Da idéia que inspirou Maiakosvki em seu poema de maior sucesso, referindo-se às
nossas omissões diárias: …um dia eles chegam à porta de nossa casa e
timidamente olham nosso jardim, e não fazemos nada; no dia seguinte entram em
nosso quintal, colhem nossas flores, vemos, e não fazemos nada; até que por fim
entram em nossa casa, roubam nossos bens, nossas mulheres, nossos filhos, e aí
já não podemos mais fazer nada…
A Constituição
Federal, inspirada na idéia de que os tribunais devem passar pelo chamado
“choque cultural”, mesclando a têmpera dos juízes de carreira com a
visão diferenciada dos advogados e membros do ministério público (como se a
aplicação da lei dependesse de algum choque), e, para serem órgãos bem
representativos de instituições (como se tribunais devessem ser órgãos
representativos), criou o chamado “quinto” constitucional pelo qual
uma quinta parte dos tribunais estaduais é integrada por advogados e membros do
ministério público, alternadamente, nomeados como representantes dessas classes.

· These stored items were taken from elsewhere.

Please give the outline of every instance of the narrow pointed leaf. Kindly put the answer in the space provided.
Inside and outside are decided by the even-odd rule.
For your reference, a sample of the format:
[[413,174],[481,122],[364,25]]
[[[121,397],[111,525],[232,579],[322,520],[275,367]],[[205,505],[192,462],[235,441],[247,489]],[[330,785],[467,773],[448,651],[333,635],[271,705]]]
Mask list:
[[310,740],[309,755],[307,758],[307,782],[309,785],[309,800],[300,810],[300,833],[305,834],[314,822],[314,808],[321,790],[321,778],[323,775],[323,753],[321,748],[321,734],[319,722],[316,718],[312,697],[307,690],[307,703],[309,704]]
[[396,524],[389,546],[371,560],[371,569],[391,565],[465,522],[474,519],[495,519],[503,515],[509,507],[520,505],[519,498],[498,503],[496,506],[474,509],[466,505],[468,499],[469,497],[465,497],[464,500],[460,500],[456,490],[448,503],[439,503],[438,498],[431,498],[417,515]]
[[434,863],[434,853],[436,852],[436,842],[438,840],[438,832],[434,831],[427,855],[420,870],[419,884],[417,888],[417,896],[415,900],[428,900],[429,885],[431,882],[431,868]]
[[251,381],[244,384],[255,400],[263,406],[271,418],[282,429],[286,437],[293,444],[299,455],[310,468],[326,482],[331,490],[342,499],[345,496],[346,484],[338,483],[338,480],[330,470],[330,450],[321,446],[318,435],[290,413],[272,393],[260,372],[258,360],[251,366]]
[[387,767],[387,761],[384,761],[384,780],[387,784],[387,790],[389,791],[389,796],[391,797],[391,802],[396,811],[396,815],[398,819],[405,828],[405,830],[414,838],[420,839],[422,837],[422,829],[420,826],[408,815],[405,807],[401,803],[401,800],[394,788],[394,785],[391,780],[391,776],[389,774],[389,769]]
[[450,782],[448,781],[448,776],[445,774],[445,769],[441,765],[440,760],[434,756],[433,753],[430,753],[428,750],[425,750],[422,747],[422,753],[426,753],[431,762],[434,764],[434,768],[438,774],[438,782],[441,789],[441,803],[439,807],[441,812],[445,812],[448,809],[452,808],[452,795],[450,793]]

A magistratura de carreira, aquela que
se inicia por concurso público e cujo mister é extenuante, árduo, espinhoso, e
cuja partida se dá nas entrâncias mais inferiores possíveis e cujo progresso é
lento e demorado, ouviu esse agora já longevo “princípio do
quinto”… e não falou nada.
Criaram-se os tribunais de alçada.
Neles, igualmente, lá veio o “quinto” e partir daí a “boa
hermenêutica” começou a aprontar das suas. Ao ascenderem os juízes dos
tribunais de alçada ao tribunal de justiça considera-se, com “engenho e
arte” que os “representantes” das classes dos advogados e
ministério público perderam essa qualidade e tornaram-se magistrados
desagregados da origem!
Nunca se cogitou que essa interpretação
inutiliza a própria “ratio essendi”
da idéia de representação?
O que tem sucedido – invariavelmente e
sem exceção alguma nos estados, salvo aqueles que percebendo
isso extinguiram os tribunais de alçada – é que os tribunais de justiça não
mais contam com quatro quintos de magistrados de carreira.
Nunca se cogitou que a garantia aos
“quatro quintos” é relevante no mesmo diapasão do “um
quinto”?
A magistratura de carreira ouviu mais
essa… e não falou nada.
Criou-se o Superior Tribunal de
Justiça. Nele o “quinto” transformou-se em “terço”, conforme
o art. 104 da Constituição, e mais uma vez a magistratura de carreira ouviu… e não falou nada.
E na progressão paulatina dessa
inversão de valores, os membros dos tribunais que acedem ao STJ o são sem
considerar a origem do ingresso, o que só poderia resultar, como resultou, em
que dos 33 ministros daquela corte apenas 16 são magistrados de carreira,
o significa que o terço virou metade!
Nem vá se falar do STF!
É. Foram-se os dedos; ficaram os anéis!